GCC nvptx-none Target testing
A stand-alone GCC --target=nvptx-none configuration is useful for getting confidence in the GCC nvptx back end code generation.
See the specific installation notes, https://gcc.gnu.org/install/specific.html#nvptx-x-none.
tschwinge has scripts: https://github.com/tschwinge/gcc-playground/tree/nvptx-light/master, and occasionally runs these, and fixes or reports any major breakage. Be sure to run TEST-gcc with -j1 only, as otherwise there will be too many "twinkling" test results. It will take a long time: 17 hours on one specific system.
How It Works
The DejaGnu board file for nvptx-none unconditionally specifies -mmainkernel to link in crt0.o, a tiny bit of startup code. The nvptx-none-run tool then loads the PTX code to the GPU, and launches a single-threaded kernel. (This is in contrast to offloading use, where the nvptx libgomp plugin loads PTX code to the GPU, and launches "multi-dimensional" parallelized kernels.)
Interpreting Test Results
In some regards, the nvptx target is quite different from GCC's usual set of targets, so the test results should be interpreted "differently", too.

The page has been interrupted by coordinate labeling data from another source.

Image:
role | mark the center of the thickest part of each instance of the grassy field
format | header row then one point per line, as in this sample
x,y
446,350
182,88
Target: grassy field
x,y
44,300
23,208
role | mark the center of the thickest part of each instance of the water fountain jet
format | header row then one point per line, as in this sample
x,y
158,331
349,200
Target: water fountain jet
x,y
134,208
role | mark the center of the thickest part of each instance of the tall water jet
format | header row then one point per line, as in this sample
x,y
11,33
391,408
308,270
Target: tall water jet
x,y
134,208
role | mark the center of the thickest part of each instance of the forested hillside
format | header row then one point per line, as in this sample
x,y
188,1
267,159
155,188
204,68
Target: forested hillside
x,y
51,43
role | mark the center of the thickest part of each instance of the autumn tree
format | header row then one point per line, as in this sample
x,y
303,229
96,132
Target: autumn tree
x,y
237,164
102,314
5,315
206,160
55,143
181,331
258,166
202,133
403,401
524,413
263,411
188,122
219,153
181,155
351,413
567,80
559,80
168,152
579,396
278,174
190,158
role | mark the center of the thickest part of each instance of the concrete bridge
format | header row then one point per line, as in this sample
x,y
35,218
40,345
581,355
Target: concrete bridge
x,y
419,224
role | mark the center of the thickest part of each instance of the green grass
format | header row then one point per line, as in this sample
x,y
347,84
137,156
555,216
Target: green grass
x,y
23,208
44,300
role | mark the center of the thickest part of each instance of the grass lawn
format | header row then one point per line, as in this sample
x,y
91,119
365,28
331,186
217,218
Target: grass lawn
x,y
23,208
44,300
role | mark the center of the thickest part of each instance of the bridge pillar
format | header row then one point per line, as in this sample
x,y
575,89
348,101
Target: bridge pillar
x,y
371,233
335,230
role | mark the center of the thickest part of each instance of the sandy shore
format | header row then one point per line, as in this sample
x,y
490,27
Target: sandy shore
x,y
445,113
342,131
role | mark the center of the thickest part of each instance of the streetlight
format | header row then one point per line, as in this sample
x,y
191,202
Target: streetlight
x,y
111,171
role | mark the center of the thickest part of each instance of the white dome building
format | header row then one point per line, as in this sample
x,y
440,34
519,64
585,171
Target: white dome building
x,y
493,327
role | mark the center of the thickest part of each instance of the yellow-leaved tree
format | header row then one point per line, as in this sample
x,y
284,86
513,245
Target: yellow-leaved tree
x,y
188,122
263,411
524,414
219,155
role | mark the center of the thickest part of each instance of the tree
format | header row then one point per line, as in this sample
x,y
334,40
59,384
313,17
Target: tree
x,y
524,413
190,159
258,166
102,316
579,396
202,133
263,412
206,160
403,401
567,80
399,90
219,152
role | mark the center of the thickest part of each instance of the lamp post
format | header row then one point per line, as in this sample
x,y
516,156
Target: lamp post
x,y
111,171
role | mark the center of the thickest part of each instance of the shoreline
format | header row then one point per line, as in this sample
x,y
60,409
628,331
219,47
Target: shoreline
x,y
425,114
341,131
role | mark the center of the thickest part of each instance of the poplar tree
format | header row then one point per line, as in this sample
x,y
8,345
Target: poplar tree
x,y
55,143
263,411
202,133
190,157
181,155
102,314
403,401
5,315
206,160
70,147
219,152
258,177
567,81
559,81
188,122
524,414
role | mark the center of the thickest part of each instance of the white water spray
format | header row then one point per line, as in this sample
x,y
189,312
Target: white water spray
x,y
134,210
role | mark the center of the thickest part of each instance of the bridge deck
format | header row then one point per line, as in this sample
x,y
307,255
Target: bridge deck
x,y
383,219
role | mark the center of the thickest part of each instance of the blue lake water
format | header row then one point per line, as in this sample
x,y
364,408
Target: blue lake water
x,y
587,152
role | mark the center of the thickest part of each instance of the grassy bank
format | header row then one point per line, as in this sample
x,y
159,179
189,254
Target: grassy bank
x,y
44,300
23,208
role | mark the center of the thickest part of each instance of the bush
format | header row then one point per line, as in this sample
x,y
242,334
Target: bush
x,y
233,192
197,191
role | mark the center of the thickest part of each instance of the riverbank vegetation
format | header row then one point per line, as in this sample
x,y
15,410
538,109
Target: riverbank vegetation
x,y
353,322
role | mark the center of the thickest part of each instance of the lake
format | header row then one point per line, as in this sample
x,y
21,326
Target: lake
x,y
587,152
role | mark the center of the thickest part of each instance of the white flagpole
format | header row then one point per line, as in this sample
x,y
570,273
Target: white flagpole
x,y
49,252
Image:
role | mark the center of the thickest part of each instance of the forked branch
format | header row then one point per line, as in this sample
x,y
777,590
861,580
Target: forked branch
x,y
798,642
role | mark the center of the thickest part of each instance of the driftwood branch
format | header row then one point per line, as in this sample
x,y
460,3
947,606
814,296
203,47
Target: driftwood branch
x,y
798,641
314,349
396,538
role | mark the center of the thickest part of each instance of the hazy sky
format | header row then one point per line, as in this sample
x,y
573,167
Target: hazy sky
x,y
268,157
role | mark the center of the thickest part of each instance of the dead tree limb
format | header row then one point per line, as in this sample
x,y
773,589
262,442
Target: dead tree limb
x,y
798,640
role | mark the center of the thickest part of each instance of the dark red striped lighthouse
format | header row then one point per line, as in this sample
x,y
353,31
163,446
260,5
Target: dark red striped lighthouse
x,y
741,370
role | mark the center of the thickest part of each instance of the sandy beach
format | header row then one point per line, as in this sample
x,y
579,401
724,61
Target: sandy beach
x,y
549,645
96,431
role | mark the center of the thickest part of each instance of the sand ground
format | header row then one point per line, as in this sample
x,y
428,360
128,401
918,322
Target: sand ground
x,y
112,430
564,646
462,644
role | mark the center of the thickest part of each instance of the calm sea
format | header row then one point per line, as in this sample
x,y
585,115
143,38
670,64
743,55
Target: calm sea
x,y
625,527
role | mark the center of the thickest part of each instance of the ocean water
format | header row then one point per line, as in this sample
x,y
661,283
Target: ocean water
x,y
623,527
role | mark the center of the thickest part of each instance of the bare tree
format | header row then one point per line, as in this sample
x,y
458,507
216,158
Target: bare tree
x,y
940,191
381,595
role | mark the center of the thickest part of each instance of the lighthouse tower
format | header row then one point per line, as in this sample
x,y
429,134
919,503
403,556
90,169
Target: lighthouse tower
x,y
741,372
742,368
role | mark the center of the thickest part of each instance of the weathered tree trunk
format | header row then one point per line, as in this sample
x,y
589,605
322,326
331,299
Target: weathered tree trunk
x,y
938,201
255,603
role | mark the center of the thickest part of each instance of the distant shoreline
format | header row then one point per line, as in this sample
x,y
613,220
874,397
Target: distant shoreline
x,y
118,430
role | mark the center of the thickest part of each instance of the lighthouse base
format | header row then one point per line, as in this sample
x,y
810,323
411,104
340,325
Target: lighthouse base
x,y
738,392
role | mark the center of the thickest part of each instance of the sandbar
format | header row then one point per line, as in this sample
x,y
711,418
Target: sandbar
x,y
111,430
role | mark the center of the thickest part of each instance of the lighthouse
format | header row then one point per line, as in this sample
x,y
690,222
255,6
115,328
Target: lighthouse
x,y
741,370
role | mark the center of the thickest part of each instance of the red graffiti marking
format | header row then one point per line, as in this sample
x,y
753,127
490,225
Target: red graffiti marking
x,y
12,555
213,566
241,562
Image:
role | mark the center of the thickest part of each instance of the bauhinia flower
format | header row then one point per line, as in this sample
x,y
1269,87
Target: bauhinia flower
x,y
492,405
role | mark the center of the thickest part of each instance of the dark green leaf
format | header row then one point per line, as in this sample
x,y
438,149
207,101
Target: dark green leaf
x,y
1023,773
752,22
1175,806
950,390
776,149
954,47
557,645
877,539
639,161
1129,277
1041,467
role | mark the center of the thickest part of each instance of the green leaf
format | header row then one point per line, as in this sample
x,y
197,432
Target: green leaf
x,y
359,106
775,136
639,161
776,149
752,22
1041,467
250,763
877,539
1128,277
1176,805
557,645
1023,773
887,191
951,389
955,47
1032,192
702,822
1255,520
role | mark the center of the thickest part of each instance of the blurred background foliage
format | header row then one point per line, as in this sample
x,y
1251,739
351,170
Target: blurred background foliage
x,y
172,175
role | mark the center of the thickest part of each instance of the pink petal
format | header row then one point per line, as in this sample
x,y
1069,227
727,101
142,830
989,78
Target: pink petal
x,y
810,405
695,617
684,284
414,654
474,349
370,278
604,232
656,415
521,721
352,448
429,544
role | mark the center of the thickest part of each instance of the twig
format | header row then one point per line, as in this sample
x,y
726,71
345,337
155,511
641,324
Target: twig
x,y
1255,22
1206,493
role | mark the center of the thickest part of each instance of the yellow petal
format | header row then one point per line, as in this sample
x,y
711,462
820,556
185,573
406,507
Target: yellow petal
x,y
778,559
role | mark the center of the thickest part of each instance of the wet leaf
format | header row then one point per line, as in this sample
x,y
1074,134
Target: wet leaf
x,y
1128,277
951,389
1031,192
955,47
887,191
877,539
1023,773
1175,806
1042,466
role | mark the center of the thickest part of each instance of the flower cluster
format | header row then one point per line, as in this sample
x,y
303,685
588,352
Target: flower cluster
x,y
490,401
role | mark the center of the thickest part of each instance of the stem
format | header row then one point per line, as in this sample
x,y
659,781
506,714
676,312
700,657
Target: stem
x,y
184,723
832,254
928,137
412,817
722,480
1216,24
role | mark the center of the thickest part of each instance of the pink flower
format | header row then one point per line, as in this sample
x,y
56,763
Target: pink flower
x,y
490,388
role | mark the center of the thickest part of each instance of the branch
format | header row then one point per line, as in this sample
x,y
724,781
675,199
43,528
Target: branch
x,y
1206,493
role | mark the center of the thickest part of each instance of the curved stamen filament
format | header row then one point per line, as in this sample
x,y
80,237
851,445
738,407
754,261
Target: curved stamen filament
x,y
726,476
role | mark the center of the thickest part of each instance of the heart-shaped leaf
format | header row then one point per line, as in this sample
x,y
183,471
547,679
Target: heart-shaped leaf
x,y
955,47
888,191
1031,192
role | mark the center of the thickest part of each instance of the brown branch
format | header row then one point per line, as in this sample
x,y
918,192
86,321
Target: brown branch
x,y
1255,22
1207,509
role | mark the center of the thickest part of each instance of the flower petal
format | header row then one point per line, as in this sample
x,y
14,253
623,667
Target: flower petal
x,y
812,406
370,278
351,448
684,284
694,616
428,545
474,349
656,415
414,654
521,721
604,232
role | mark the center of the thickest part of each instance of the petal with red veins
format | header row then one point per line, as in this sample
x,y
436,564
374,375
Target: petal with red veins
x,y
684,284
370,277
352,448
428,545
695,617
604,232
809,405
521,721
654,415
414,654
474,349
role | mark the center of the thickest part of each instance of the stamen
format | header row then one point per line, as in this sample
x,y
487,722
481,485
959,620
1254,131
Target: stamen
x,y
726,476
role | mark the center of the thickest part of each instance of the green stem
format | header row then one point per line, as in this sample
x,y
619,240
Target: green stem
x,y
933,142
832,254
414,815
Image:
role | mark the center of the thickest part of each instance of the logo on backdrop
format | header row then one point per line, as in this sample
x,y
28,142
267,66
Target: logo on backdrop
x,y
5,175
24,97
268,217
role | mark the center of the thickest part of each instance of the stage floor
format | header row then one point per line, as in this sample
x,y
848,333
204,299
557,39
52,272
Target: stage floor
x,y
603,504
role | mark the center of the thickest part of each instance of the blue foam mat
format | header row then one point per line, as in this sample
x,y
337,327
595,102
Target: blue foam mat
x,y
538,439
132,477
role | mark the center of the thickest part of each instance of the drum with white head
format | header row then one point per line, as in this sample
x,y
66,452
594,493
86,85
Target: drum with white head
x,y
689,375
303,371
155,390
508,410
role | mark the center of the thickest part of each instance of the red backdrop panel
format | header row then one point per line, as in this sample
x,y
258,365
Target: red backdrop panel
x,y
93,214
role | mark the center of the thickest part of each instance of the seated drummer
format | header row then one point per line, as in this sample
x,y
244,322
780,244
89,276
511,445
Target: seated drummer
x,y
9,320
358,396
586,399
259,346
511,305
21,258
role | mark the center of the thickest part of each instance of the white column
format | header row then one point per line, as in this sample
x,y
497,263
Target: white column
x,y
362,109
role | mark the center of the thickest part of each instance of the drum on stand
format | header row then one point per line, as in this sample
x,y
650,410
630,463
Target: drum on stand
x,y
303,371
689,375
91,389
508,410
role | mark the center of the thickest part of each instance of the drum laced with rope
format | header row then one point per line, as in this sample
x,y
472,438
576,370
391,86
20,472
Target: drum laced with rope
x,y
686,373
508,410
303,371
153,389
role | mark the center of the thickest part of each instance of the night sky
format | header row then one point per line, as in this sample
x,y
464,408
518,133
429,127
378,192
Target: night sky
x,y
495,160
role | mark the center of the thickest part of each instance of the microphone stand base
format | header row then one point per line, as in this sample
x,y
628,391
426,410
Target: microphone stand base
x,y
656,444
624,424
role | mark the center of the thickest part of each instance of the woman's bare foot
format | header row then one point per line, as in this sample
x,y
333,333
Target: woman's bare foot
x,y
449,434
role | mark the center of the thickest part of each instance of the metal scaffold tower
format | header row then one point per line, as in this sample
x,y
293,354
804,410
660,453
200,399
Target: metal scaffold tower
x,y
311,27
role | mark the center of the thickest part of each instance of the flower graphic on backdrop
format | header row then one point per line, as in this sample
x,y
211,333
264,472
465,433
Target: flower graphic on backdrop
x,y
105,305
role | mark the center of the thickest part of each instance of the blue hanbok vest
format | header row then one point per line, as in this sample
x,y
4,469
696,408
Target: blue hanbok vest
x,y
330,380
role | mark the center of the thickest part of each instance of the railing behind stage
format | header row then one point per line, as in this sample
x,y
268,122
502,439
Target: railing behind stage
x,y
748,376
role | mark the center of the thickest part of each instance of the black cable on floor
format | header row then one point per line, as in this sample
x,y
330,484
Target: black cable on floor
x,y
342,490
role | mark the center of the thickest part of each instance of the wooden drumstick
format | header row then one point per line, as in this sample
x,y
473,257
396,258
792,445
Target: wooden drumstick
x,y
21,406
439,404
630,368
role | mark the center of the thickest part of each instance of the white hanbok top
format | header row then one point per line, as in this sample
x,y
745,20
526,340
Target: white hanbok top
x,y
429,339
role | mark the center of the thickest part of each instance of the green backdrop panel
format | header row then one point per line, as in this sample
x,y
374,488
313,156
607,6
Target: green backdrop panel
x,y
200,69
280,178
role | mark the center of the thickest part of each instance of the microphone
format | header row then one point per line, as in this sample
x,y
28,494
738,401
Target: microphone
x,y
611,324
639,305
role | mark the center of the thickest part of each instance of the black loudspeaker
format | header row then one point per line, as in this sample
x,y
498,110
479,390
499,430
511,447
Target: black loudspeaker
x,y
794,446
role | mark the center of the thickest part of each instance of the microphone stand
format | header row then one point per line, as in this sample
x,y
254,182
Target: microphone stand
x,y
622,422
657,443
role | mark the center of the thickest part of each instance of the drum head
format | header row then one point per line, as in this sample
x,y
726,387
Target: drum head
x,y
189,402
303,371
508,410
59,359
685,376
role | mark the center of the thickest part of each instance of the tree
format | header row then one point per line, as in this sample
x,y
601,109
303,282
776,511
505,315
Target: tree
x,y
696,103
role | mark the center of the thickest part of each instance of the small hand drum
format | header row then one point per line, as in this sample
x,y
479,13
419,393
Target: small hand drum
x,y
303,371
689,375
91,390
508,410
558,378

As these would be difficult to implement due to the constraints set by PTX itself, the GCC nvptx back end doesn't support setjmp/longjmp, exceptions (?), alloca, computed goto, non-local goto, for example.
GCC's C test suite has been mostly cleaned up, but generally, don't expect clean test results -- the value of such testing is in before/after comparison.
To verify that the assembly code generated by GCC's nvptx back end is correct, by default the ptxas tool is invoked, which "chokes" on some test cases of GCC's test suite. That is, for some test cases it crashes, or doesn't terminate in a reasonable amount of time. Several of these have been reported to Nvidia, and ought to be fixed in later versions of the CUDA Toolkit.
The nvptx target uses a "crippled" variant of the DWARF debug information (DWARF2_LINENO_DEBUGGING_INFO), which generally the DWARF test cases have not been adjusted to, so don't expect these to return sensible results.
It's not easy (and, not required for offloading use) to support all of the standard C library, so a good number of test cases will run into missing functionality there.
For the same reason, only a "minimal" variant of the Fortran support library (libgfortran) is built, so a good number of Fortran test cases will run into missing functionality there.
The C++ support library (libstdc++) is not built at all, so all test cases depending on it will fail.
All this could be improved, but the focus has been on these aspects that are useful for parallelized code offloading, which, for example, file I/O is not a part of.